Amusé à l'idée de jouer un tour à sa femme il écrivit prestement sans se soucier du style et de l'orthographe de sa phrase :

" L'écrivain avait oublié de réapprovisionner la trousse de secours en alcool et en pansement "

Un autre cri de Nickie confirma son idée folle. Ce qu'il écrivait se réalisait peu après.

- Plus de pansement et rien pour désinfecter, gémissait la pauvre blessée dont le doigt dégoulinait de sang et tachait le parquet.

- Descend à la pharmacie, ils te soigneront mon petit amour, conseilla-t-il ironiquement.

Elle acquiesça et sortit sans attendre.

Hadston avait les doigts qui le brûlaient. Dans un accès de vengeance folle, il voulait faire payer à sa femme son jugement arbitraire de sa chère nouvelle.

Sans aucun souci de construction littéraire, il inscrit sur sa feuille :

" En sortant dans la rue, la femme de l'écrivain fut percutée par un camion et mourut sur le coup "

Il n'eut même pas à aller vérifier sa nouvelle 'prophétie' à la fenêtre. Le crissement des pneus et les cris affolés des passants lui attestèrent la fin tragique de Nickie Hadston, morte pour ne pas apprécier les nouvelles trop parfaites.

Il fut d'un coup prit de panique. Il avait assassiné par les mots la femme qu'il aimait. Celle qui avait partagé sa vie, ses joies et ses peines, ses rires et ses pleurs.

Il se mit à sangloter bruyamment et porta ses mains au visage.

- C'est pas possible, geignit-il, quel fou j'ai été. Nickie, ma Nickie je t'aime.

Tout à coup, une pensée le traversa. Une idée impossible. Une idée inconcevable. Une idée de nouvelle.

La tristesse sur son visage se mua en une joie incrédule et il écrivit sur sa machine en frappant comme un forcené :

" La femme de l'écrivain revint de la pharmacie le doigt soigné. "
Le cœur battant il attendit.

Puis comme un feu d'artifice de joie, il entendit une clef tourner dans la serrure.

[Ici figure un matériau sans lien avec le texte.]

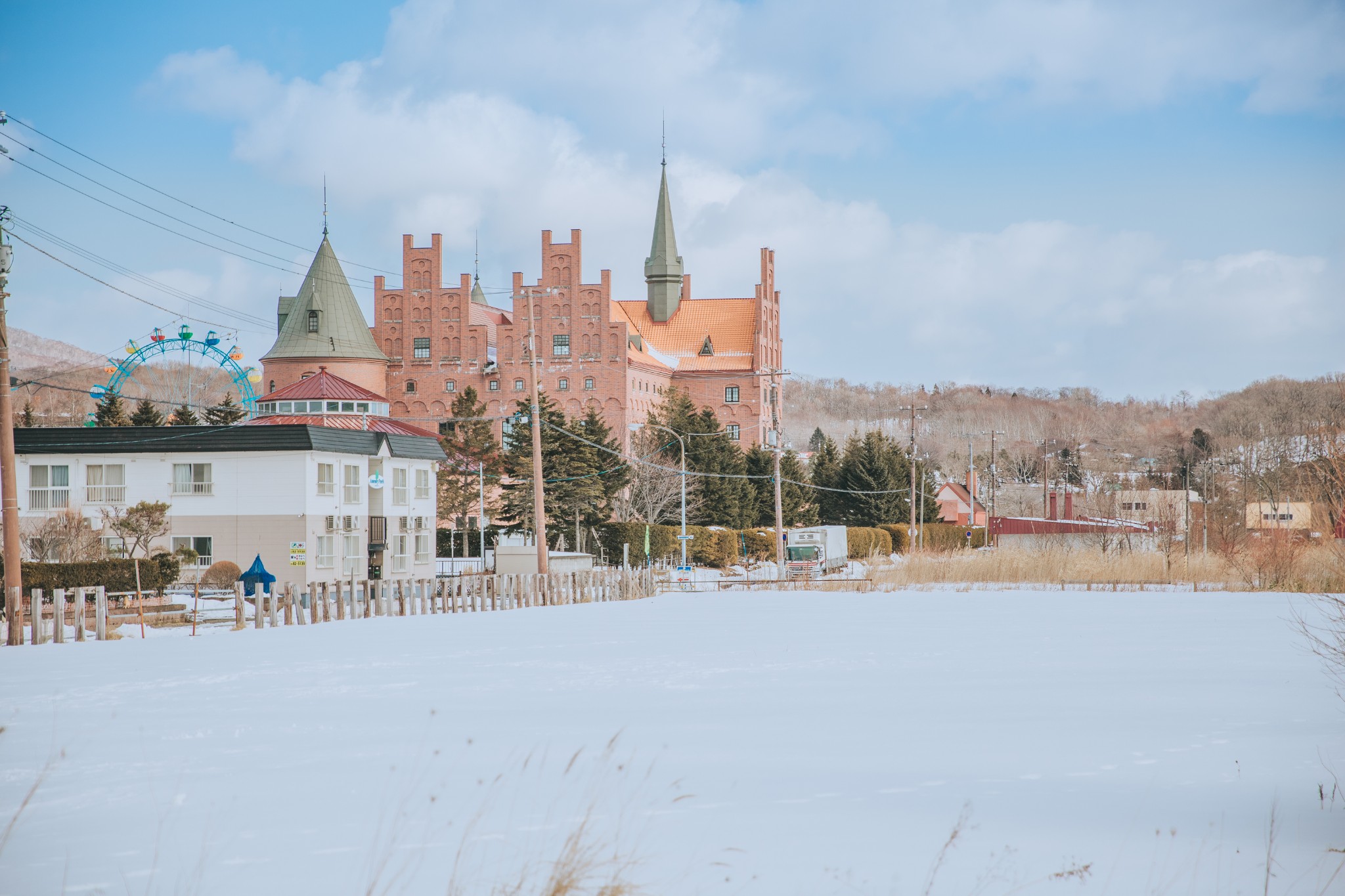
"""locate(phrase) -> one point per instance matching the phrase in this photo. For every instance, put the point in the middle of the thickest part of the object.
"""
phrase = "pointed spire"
(663, 267)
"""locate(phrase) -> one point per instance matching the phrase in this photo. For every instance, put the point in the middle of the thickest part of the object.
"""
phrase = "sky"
(1142, 198)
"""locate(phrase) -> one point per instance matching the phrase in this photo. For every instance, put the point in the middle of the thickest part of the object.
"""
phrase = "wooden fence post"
(100, 613)
(79, 609)
(37, 616)
(58, 616)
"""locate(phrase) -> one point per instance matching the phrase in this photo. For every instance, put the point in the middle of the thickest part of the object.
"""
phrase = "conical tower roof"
(341, 330)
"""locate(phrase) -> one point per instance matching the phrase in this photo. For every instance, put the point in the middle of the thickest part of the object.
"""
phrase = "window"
(350, 555)
(327, 479)
(105, 484)
(49, 488)
(353, 485)
(326, 551)
(191, 479)
(204, 545)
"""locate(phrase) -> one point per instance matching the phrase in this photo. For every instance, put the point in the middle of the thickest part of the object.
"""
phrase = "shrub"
(900, 536)
(865, 542)
(947, 536)
(222, 574)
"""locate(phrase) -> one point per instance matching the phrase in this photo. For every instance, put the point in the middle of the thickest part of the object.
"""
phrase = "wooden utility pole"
(9, 477)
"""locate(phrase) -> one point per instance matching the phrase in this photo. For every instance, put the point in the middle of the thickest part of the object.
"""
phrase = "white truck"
(816, 551)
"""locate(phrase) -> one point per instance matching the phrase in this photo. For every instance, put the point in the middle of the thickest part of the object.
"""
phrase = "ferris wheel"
(181, 370)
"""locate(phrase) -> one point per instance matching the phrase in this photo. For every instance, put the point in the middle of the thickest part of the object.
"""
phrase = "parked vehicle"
(816, 551)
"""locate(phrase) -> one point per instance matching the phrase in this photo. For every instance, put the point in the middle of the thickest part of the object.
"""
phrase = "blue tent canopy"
(256, 575)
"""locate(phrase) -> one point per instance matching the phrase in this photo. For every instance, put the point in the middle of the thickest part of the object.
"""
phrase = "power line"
(183, 202)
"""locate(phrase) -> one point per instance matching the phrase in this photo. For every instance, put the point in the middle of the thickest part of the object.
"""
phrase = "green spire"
(663, 267)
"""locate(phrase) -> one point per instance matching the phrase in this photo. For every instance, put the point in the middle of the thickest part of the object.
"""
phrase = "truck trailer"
(816, 551)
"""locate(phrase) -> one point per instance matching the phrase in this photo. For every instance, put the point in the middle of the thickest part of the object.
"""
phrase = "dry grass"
(1314, 568)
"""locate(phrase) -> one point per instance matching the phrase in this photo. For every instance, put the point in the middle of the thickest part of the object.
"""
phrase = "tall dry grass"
(1312, 568)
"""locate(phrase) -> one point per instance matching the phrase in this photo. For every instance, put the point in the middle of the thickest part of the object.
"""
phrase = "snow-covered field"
(736, 743)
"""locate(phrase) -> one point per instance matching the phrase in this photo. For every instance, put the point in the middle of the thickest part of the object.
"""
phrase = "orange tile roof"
(345, 422)
(323, 385)
(730, 323)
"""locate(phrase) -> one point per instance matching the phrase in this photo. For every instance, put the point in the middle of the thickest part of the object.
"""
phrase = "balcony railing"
(49, 499)
(105, 495)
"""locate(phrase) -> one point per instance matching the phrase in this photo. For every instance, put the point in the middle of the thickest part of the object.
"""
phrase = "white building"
(317, 501)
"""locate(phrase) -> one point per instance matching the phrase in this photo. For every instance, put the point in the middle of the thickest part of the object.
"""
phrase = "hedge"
(947, 536)
(900, 536)
(156, 572)
(865, 542)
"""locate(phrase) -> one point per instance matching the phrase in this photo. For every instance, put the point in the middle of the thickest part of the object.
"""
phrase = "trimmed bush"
(222, 574)
(900, 536)
(947, 536)
(864, 542)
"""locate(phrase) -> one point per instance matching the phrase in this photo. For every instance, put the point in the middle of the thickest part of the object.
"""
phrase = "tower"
(663, 267)
(323, 326)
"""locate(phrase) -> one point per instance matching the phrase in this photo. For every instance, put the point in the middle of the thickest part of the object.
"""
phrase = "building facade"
(595, 351)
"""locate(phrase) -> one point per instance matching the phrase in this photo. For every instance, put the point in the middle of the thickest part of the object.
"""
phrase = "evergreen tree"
(185, 417)
(147, 414)
(825, 471)
(569, 469)
(110, 412)
(873, 463)
(817, 440)
(227, 413)
(472, 450)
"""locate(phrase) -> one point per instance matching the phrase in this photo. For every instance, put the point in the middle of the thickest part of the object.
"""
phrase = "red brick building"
(430, 341)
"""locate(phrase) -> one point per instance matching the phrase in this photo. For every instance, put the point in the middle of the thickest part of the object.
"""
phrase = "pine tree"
(227, 413)
(110, 412)
(147, 414)
(472, 452)
(185, 417)
(825, 471)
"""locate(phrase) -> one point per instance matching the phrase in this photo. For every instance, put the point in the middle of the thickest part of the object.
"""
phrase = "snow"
(764, 743)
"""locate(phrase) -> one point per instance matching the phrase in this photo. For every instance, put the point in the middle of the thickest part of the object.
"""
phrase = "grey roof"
(342, 331)
(198, 440)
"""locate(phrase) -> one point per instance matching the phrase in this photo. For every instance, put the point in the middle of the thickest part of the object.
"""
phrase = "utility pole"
(9, 477)
(914, 409)
(536, 422)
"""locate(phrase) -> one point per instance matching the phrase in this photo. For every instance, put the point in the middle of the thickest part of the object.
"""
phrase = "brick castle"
(431, 341)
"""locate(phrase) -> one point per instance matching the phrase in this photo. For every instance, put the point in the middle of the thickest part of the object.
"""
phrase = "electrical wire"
(183, 202)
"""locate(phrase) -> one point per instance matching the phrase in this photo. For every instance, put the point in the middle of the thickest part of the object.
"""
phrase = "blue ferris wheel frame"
(127, 368)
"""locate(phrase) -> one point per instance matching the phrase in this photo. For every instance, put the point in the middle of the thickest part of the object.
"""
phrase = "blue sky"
(1143, 196)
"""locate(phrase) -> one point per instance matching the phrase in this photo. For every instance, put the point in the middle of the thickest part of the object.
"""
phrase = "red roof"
(345, 422)
(323, 385)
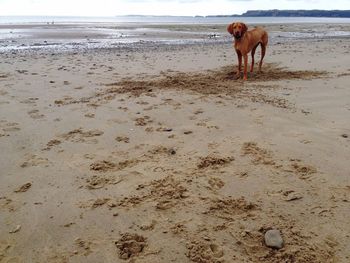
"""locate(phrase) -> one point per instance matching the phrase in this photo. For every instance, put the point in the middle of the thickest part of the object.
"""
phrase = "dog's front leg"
(245, 75)
(239, 69)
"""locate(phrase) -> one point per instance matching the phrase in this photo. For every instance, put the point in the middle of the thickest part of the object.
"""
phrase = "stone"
(274, 239)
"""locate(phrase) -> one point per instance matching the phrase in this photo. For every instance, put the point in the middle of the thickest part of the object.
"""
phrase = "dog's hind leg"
(263, 51)
(264, 42)
(253, 53)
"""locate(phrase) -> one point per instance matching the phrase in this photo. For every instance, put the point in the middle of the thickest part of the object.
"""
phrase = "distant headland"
(294, 13)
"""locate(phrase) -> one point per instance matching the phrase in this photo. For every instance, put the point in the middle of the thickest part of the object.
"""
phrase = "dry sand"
(159, 155)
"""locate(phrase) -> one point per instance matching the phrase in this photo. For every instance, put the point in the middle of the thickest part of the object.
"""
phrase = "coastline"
(156, 145)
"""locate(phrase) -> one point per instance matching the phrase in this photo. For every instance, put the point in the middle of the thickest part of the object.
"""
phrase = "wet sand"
(157, 154)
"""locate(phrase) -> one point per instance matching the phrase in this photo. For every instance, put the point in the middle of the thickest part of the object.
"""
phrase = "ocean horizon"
(149, 19)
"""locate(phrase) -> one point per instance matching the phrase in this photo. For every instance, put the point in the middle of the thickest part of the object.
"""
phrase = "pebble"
(274, 239)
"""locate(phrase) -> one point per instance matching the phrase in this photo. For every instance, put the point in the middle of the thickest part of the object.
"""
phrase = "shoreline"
(63, 38)
(160, 147)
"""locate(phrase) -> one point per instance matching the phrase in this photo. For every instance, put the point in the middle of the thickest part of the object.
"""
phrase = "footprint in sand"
(35, 160)
(8, 127)
(29, 101)
(35, 114)
(79, 135)
(130, 245)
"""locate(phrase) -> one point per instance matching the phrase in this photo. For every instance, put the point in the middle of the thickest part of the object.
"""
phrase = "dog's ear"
(230, 29)
(244, 28)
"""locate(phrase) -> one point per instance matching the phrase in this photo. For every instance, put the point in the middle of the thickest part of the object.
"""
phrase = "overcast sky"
(156, 7)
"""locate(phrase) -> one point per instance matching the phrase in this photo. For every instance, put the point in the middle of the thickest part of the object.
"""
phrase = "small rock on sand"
(274, 239)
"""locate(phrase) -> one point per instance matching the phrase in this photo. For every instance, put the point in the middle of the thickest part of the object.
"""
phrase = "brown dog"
(246, 41)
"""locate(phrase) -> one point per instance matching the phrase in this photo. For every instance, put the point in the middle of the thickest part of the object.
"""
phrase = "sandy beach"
(155, 153)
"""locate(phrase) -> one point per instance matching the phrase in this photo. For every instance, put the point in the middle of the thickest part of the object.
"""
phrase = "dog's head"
(237, 29)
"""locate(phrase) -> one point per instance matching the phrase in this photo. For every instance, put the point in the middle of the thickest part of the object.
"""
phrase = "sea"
(165, 19)
(57, 33)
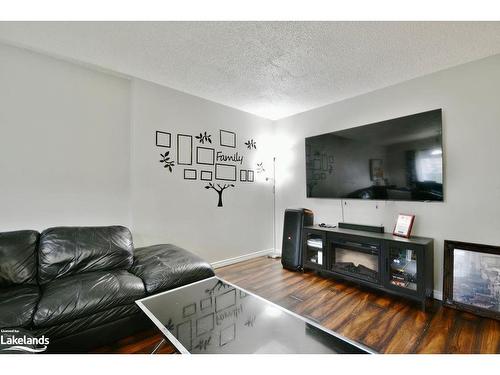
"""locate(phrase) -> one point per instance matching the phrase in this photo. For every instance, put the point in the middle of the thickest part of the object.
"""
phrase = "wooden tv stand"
(397, 265)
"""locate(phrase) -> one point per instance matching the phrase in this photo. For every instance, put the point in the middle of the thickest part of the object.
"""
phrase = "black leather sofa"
(78, 285)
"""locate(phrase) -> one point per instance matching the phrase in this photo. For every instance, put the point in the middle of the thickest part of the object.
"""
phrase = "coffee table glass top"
(213, 316)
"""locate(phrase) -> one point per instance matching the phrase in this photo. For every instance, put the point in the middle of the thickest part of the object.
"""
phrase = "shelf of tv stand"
(387, 245)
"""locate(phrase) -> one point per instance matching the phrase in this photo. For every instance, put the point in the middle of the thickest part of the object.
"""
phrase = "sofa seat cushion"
(68, 251)
(77, 296)
(164, 267)
(17, 305)
(18, 257)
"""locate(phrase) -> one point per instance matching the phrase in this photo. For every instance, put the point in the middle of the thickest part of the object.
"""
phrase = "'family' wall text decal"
(204, 163)
(219, 189)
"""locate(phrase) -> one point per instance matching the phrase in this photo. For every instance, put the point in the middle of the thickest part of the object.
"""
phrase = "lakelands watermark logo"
(16, 340)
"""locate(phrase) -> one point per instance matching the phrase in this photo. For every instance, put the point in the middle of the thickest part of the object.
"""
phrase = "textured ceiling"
(271, 69)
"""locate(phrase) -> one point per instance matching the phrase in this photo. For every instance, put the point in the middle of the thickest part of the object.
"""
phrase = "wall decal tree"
(219, 189)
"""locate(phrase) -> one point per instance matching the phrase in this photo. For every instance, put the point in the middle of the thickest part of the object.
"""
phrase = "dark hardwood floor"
(385, 323)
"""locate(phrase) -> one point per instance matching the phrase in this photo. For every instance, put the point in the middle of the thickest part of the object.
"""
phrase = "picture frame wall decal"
(472, 278)
(190, 174)
(227, 138)
(243, 175)
(184, 149)
(206, 175)
(205, 155)
(163, 139)
(225, 172)
(250, 175)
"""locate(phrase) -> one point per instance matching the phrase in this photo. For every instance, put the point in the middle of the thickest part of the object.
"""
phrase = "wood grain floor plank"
(383, 322)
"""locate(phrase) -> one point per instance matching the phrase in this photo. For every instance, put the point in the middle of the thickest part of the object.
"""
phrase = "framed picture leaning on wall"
(472, 278)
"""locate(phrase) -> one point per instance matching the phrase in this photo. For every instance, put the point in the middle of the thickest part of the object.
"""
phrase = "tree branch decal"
(219, 189)
(204, 137)
(166, 160)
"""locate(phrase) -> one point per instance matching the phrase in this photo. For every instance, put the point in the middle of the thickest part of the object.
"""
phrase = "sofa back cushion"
(66, 251)
(18, 257)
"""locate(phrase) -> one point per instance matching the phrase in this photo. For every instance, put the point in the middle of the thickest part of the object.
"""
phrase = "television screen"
(398, 159)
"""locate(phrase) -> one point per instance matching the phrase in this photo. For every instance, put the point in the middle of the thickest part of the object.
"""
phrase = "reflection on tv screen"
(398, 159)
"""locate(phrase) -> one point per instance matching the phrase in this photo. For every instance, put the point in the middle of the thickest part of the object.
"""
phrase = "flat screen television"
(398, 159)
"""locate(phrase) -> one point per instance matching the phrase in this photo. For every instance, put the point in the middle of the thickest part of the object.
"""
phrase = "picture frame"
(404, 225)
(471, 278)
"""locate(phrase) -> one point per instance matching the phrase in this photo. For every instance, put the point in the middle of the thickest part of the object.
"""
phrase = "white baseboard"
(241, 258)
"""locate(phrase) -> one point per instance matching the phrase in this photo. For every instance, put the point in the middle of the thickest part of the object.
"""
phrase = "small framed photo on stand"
(403, 225)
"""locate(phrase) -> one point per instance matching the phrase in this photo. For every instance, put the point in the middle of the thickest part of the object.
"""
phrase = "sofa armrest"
(166, 266)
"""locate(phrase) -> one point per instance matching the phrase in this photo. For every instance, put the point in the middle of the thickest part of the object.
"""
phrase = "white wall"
(64, 143)
(168, 209)
(469, 96)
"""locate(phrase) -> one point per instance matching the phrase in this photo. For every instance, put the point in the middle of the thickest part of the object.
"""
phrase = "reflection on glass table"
(213, 316)
(403, 268)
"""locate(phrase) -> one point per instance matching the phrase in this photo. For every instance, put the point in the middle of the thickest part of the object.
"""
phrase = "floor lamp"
(274, 254)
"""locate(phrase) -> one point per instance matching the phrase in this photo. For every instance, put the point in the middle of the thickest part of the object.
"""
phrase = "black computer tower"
(291, 249)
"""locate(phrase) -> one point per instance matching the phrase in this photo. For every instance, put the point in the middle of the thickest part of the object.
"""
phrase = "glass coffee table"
(214, 316)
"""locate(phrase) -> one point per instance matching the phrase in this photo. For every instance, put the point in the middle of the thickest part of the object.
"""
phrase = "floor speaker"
(291, 249)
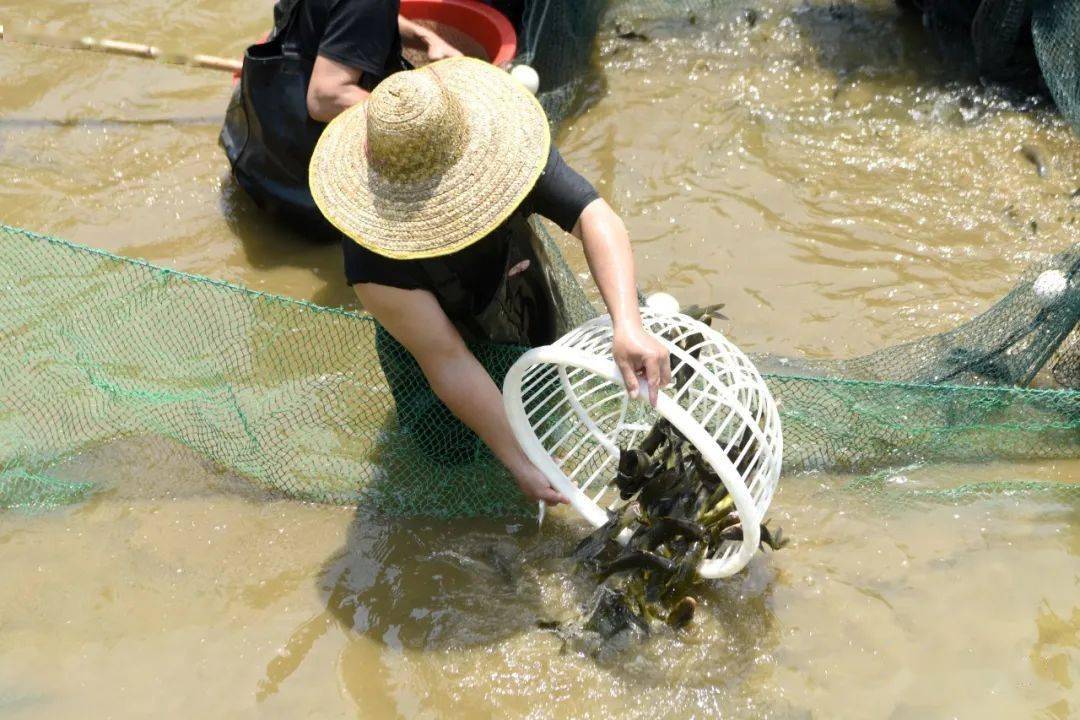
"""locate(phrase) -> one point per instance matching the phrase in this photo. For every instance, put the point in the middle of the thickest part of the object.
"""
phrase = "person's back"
(362, 35)
(324, 55)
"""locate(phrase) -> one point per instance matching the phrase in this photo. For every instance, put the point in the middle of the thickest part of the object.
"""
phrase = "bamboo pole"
(125, 49)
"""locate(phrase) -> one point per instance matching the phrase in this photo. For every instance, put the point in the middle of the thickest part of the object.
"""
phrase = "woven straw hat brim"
(505, 151)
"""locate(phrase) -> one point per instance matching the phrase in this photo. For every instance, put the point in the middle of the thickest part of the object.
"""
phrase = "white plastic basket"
(570, 413)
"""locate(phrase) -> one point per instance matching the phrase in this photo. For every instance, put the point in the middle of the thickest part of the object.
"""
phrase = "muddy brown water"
(818, 171)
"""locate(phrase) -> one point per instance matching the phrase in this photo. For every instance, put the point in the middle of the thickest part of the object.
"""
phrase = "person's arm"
(638, 355)
(421, 38)
(416, 320)
(334, 87)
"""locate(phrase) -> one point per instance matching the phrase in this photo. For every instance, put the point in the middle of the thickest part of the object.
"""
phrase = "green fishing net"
(293, 397)
(1029, 43)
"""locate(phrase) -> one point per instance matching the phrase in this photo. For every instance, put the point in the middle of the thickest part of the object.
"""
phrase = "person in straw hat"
(430, 180)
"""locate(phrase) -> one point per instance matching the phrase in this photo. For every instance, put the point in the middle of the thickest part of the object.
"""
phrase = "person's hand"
(439, 49)
(640, 357)
(536, 486)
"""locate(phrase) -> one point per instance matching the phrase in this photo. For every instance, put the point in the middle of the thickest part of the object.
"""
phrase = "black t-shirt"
(359, 34)
(559, 194)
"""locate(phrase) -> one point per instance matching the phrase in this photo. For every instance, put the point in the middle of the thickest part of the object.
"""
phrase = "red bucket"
(484, 24)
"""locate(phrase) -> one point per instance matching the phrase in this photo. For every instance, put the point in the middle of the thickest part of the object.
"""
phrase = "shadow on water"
(855, 41)
(428, 584)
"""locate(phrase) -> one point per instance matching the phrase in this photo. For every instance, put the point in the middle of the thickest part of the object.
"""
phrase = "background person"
(431, 177)
(323, 56)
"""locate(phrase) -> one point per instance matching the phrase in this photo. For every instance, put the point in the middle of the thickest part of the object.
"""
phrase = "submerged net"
(1031, 44)
(292, 397)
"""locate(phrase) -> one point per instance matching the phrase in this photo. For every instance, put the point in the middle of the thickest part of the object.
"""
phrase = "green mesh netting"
(1030, 43)
(292, 396)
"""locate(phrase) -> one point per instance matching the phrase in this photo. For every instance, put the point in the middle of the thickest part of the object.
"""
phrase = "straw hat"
(433, 161)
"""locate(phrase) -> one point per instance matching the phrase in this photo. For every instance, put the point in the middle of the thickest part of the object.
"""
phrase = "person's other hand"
(536, 486)
(640, 357)
(440, 50)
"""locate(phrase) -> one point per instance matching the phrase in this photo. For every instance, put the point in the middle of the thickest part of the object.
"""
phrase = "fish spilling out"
(676, 512)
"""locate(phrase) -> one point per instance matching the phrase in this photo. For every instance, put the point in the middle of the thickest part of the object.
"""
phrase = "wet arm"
(416, 320)
(334, 89)
(638, 355)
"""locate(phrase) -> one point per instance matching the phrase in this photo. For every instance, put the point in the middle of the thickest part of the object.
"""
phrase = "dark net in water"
(293, 397)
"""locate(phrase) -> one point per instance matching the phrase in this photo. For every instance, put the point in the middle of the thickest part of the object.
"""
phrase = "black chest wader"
(268, 134)
(527, 310)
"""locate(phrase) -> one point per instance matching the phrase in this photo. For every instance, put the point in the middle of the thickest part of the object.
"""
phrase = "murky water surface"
(810, 164)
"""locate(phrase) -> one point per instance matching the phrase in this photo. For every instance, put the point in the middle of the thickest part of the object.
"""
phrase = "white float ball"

- C'est moi chéri, dit Nickie avec une vitalité qui le fit pleurer de bonheur.

Il avait fait revivre sa femme adorée. Il réprima son envie de se lever pour aller l'embrasser et écrivit malicieusement : 

" La femme de l'écrivain aimera toujours les nouvelles de son mari. "


Et il partit rejoindre sa première lectrice.